Redis Hive is intended to fill a technical gap in the available offerings for Kubernetes deployments.
The goals of Redis Hive are to
- Elect a leader/master without maintaining a quorum
- Allow redis clients to perform writes without the need to look up the master
- Maintain a dataset without persistence
- Work in Kubernetes without requiring any Kubernetes API calls or RBAC privileges
The typical helm deployment of redis requires persistence to prevent data loss.
One pattern is for the redis master and replicas are separate statefulsets with separate service names.
graph TD;
s(master-service)-->m[redis-master];
r(replica-service)-->replica-1;
r-->replica-2;
r-->replica-3;
m---p1[(PVC)]
The replicas exist only to spread the load for reads. A lost master may incur brief downtime for writes, but the use of a PVC will allow the restarted master to continue with the dataset. This pattern works, so long as using PVCs is possible in your Kubernetes environment. Without persistence, the restarted master will overwrite all the replicas with empty data.
Another pattern is the use of redis-sentinel.
graph TD;
r(redis-service)-->r1[replica-1<br>sentinel-1]

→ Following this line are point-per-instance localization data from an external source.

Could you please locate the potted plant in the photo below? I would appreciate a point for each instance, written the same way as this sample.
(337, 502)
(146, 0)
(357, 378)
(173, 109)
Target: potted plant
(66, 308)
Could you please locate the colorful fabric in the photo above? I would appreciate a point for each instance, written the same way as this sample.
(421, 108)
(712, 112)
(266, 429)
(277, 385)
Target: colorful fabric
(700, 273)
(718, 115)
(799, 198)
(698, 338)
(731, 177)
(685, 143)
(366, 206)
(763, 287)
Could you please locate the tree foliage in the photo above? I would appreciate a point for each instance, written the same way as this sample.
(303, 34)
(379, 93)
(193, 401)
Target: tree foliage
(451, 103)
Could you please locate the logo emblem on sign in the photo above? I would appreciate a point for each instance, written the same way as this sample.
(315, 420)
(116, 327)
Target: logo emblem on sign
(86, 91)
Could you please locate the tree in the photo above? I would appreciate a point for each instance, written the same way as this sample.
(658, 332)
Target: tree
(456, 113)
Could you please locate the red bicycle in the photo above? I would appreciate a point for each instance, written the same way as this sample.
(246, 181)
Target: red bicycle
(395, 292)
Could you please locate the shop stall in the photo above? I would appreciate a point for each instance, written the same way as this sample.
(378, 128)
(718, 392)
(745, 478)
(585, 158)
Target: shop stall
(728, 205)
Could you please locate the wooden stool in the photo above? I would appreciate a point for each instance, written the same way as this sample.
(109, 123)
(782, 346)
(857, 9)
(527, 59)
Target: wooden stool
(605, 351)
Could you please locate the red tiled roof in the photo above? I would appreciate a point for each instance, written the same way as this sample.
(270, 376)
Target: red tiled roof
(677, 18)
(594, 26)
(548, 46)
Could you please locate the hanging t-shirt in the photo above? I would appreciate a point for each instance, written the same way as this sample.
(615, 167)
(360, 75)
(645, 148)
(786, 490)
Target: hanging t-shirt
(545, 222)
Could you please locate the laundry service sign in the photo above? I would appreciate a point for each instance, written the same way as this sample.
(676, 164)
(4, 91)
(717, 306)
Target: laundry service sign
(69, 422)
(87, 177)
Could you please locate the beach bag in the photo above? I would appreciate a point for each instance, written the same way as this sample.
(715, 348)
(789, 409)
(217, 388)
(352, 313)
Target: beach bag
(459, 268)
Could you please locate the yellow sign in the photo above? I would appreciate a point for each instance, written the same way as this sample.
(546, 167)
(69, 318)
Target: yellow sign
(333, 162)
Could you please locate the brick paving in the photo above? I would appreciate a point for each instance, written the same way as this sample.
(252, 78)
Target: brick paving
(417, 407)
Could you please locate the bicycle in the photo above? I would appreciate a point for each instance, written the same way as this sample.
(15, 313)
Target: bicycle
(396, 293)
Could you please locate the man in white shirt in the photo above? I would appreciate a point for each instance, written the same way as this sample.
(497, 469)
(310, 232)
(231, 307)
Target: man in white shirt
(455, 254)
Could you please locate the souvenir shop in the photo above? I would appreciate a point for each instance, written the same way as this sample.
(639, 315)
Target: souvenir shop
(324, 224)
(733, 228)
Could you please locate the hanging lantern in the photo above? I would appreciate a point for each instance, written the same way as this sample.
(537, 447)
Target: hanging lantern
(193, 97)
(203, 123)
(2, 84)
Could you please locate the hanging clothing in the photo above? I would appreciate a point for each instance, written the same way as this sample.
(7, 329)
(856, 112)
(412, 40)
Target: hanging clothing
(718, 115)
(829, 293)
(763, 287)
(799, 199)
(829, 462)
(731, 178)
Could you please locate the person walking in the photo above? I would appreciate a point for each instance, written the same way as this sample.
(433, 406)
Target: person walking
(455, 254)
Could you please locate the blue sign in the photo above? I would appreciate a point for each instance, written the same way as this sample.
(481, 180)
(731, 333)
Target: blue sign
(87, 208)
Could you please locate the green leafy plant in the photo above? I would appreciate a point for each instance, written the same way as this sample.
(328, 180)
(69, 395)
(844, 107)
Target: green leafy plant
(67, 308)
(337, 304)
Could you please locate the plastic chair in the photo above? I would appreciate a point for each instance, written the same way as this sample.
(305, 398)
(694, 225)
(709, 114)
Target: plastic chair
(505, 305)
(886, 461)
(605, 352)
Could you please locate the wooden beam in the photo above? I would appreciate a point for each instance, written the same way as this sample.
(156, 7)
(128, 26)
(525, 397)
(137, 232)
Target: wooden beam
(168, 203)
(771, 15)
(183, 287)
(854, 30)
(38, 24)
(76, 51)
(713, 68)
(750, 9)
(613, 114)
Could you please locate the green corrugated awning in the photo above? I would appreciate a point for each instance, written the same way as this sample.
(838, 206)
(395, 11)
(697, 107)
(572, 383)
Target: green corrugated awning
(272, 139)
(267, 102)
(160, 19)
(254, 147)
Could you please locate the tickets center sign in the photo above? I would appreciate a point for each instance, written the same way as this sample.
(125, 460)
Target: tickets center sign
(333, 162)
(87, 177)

r-->r2[replica-2<br>sentinel-2]
r-->r3[replica-3<br>sentinel-3]
r1---p1[(PVC)]
r2---p2[(PVC)]
r3---p3[(PVC)]
While a sentinel cluster is an effective way to elect a new master in general, there are a few issues when deployed in Kubernetes. Namely, the sentinel cluster must retain its quorum when the redis master goes down in order to elect a new master; that same quorum must remain intact when the lost master is restarted so it can become a replica under the new. However, the fact that the sentinels are run in a sidecar container means that a pod restart will result in the loss of a redis node and a sentinel at the same time. This can cause the sentinel cluster to lose its own membership, and a redis cluster with two masters or no masters. This means the only safe way to restart or upgrade redis is to administratively scale the statefulset down to one first. A lost Kubernetes node can split the cluster.
graph TD;
p(master-service)-->p1[hive-1<br>redis-1];
p-->p2[hive-2<br>redis-2];
p-->p3[hive-3<br>redis-3];
r(replica-service)-->p1;
r-->p2;
r-->p3;
To avoid the need to a quorum, Redis Hive requires a well-known means of determining hive candidates. In Kubernetes, this is a DNS lookup on a headless service.
graph TD;
s(headless-service)---h1[hive-1]
s---h2[hive-2]
s---h3[hive-3]
Any hive instance that starts up in a new pod will be able to discover the current hive membership and quickly identify the leader. During an election phase, the candidates exchange their timestamps of the start of the election. The first candidate to initiate the election will win, with the alphabetically first IP address serving as the tiebreaker. Generally, we expect the nodes in a Kubernetes cluster to have their system clocks synced, but this is not strictly necessary.
graph TD;
subgraph n1[follower]
h1[hive-1]-.-r1[redis-1];
end
subgraph n2[leader]
h2[hive-2]-->r2["redis-2 (master)"];
end
subgraph n3[follower]
h3[hive-3]-.-r3[redis-3];
end
h1-->r2;
h3-->r2;
To avoid the need for a client to be aware of the master, each Redis Hive instance will proxy all redis traffic to the current master. Each redis instance is part of the same Kubernetes service for read-only traffic, and each hive instance is part of a separate Kubernetes service for writes.
To maintain the dataset, each Redis Hive instance will keep its local redis replicating the master. When either a hive leader or a redis master is lost, the remaining hive members will elect a new leader/master quickly and update the replication. A redis master that crashes and restarts will defer and become a replica of the new master even if the election has not started yet. This prevents the new empty dataset from overwriting the current replicated dataset.
The only Kubernetes types required are ClusterIP Services and Deployments. By querying a headless service, we avoid the need to discover hive instances via API calls. By proxying traffic, we avoid the need to modify the redis master service. By keeping the replicated data alive and electing replicas as master, we avoid the need to create PVCs. Taken together, these design choices allow the deployment of an HA redis database within Kubernetes with minimal RBAC requirements.